Three farmers in a village on the outskirts of Phnom Penh were hospitalised yesterday evening after being attacked by a 60-kilogram rampaging wild pig, a police official said.
Tien commune police chief Mil Eng told the Post that the attack occurred in a rice field near Sala village in the capital’s Dangkor district.
The three men were injured after the pig rammed into them, he said, leading to a chase involving about 100 villagers.
Khat Phorn, 32, sustained an injury to his left thigh, 33-year-old Rothat Bunanry was hit on his shins and their uncle, 56-year-old Kang Pheng, sustained back injuries. The three were carried from the rice field by neighbours and then sent to hospital, the officer said.
Victim Rothat Bunanry told the Post by telephone that the attack occurred while he and his neighbours were walking to their rice fields. He recalled seeing a large, grey pig emerge from a nearby forest.
“At first, I assumed that the pig belonged to someone in the village, but when we got closer it became startled,” he said. “Then it ran at me and attacked,” he recalled, explaining that because it was raining the ground was so slippery that it was impossible to run away quickly.
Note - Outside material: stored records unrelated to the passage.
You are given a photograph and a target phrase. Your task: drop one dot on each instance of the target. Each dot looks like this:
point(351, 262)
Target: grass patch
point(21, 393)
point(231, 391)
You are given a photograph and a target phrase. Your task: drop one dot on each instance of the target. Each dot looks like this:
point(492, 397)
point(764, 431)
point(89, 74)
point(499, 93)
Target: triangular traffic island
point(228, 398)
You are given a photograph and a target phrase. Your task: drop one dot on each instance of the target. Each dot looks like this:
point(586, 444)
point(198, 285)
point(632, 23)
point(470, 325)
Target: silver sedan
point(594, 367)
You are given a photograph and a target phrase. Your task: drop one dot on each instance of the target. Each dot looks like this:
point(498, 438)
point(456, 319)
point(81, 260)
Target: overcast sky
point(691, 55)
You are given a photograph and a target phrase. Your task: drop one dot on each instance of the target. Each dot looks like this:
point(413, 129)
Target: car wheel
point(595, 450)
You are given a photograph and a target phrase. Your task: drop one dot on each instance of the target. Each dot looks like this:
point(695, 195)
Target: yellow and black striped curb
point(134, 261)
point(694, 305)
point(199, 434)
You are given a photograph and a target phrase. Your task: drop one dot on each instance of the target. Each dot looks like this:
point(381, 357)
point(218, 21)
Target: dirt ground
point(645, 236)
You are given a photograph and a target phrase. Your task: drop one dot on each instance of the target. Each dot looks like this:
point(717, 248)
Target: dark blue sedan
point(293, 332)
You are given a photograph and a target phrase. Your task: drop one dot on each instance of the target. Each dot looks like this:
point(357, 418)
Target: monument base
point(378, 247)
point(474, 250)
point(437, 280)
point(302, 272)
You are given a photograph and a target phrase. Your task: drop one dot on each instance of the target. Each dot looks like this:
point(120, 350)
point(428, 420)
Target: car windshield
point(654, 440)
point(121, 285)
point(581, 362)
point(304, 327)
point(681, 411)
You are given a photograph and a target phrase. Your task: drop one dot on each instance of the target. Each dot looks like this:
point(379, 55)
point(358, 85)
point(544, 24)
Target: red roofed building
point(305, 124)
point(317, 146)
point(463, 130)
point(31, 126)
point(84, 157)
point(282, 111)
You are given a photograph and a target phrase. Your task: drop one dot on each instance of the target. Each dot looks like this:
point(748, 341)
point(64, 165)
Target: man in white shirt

“My brother Phorn slipped off the embankment around the rice field and fell into the mud, and then uncle Phen rushed to help him. When Phen was kneeling down, the pig ploughed into his back, knocking him face first into the mud,” he said. “I yelled for help and grabbed a bamboo stick to hit the pig, but as I got closer it turned and came after me.”
Police chief Mil Eng said that by the time he and his colleagues arrived there were about 100 villagers chasing the pig around the field. He said the pig kept running in and out of the forest to evade the villagers, and that they kept slipping in the mud.
“We decided to shoot it dead,” Mil Eng said, adding that the officers later chopped it into sections and divided them among themselves.